In a conversation with the Huffington Post’s founder and chief editor, Arianna Huffington, at the Four Seasons Hotel in Los Angeles, she said: “we cannot pretend that journalists are just robots, who are going to these areas and are not personally affected and of course the remaining objective and being able to do fact based reporting is essential, but it doesn’t mean that you can’t empathise with the suffering that you see around you.”

Seeing veteran reporters like Channel 4’s Jon Snow, making an emotional appeal to the world on his news programme to help the people of Gaza and stop the killing of children or Al Jazeera’s reporter breaking down in tears in front of the camera is, according to Huffington, understandable.

“With so many civilians dying it’s incredibly emotional and it’s very hard to be in the middle of this conflict and not to be affected by what you see and what is happening,” she says.

Often featured on the most powerful women lists, The Greek-American author founded the independent news website The Huffington Post in 2005. By July 2012, the website was ranked #1 on the 15 Most Popular Political Sites list by eBizMBA Rank and recently has surpassed the New York Times in the number of online readers.

Three years ago, the website was acquired by AOL for $315 million, but Huffington, who remains editor-in-chief insists that the purchase hasn’t impinge on its independence. “We call our reporting beyond left and right,” she enthuses. “Because the truth is that when you look at what the world is mostly dealing with now, you cannot divide these issues into left/right issues.”

Indeed, in addition to employing 800 journalists, reporters, editors and engineers, to gather news and do the traditional press work, Huffington Post has a large community of bloggers from all walks of life, who write for the website albeit without pay, which has attracted some criticism.

Huffington rejects the criticism, insisting that her goal is to give voice to tens of thousands of people without compromising facts or quality. “They blog because they want a large platform to distribute their ideas and often they cross paths but they are writing on their Facebook walls, or what they are writing on their own blogs and so often it’s getting just extra distribution because the Huffington Post has 95 million unique visitors across the world and in eleven countries and we are launching in India, the Middle East and Greece by the end of the year.”

Huffington Post’s balanced reporting hasn’t gone down well with some of Israel’s supporters in the US, who condemn every media outlet which dares astray from the Israeli government line as anti-semitic. The website has vehemently denied these accusations, and continues undeterred to present the Palestinian perspective next to the Israeli one.

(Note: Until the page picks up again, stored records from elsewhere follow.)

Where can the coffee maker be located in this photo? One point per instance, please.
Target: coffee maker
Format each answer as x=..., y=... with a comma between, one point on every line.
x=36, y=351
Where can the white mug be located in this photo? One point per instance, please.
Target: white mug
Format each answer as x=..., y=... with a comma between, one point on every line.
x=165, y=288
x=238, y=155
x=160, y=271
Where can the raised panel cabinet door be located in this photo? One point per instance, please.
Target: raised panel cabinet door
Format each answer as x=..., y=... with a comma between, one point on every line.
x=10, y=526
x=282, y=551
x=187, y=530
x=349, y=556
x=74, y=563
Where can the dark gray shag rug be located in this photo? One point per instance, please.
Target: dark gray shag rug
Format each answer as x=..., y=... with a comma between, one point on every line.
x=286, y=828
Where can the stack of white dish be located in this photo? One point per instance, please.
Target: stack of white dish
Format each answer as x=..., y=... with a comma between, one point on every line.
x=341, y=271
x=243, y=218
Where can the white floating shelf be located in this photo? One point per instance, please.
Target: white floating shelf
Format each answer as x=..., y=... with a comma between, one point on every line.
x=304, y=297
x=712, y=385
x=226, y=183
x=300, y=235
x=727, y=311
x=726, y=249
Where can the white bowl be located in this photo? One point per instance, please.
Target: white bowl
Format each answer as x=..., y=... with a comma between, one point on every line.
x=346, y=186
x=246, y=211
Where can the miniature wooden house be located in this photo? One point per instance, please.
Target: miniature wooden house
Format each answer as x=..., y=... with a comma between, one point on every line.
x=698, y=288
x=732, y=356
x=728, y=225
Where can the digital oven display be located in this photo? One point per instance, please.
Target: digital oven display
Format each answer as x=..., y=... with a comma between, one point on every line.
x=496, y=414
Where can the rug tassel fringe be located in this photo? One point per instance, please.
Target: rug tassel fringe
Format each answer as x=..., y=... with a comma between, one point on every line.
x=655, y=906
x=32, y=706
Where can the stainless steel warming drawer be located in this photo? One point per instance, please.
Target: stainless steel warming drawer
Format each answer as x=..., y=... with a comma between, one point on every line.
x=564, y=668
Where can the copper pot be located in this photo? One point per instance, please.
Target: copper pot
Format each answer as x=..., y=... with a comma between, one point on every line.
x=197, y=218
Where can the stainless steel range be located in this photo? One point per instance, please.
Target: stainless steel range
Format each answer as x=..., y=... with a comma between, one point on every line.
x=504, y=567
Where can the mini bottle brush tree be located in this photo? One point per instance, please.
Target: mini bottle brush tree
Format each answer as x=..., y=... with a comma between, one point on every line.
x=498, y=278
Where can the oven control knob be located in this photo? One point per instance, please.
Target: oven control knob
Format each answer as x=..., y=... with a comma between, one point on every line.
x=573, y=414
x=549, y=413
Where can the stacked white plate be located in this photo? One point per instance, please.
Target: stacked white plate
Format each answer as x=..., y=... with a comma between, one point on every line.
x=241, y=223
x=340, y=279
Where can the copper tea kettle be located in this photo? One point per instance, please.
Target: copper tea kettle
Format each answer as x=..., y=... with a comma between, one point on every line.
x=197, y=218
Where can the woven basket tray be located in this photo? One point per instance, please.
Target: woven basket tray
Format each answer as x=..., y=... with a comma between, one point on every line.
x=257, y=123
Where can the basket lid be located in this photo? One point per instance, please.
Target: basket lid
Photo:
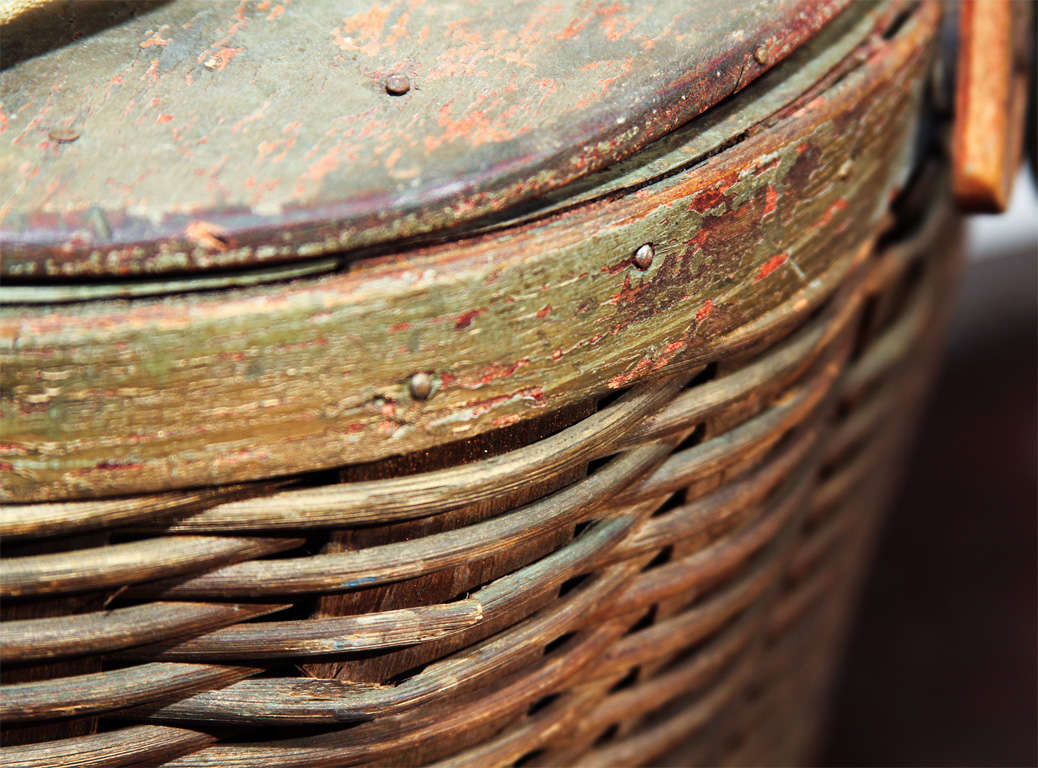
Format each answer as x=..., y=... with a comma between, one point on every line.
x=190, y=135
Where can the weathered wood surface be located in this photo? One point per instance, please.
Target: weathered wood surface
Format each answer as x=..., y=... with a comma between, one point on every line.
x=667, y=582
x=991, y=89
x=206, y=135
x=108, y=631
x=701, y=687
x=315, y=373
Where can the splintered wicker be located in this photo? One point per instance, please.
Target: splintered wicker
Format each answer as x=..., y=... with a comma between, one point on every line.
x=610, y=509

Huffington won’t comment directly on the Israeli-Palestinian conflict, instead she calls for cultivating empathy and compassion. “We need generally, whether we are journalists or not, to approach life beyond the first two metrics of success, money and power, to include the third metric, that connects us to fellow human beings and that falls into empathy and compassion when we see the kind of suffering that’s been described in the news,” she says.

Problem is that I often hear people in the media and film business saying that they are too wary of expressing their empathy and compassion openly with the suffering in Gaza, lest they lose their jobs and power.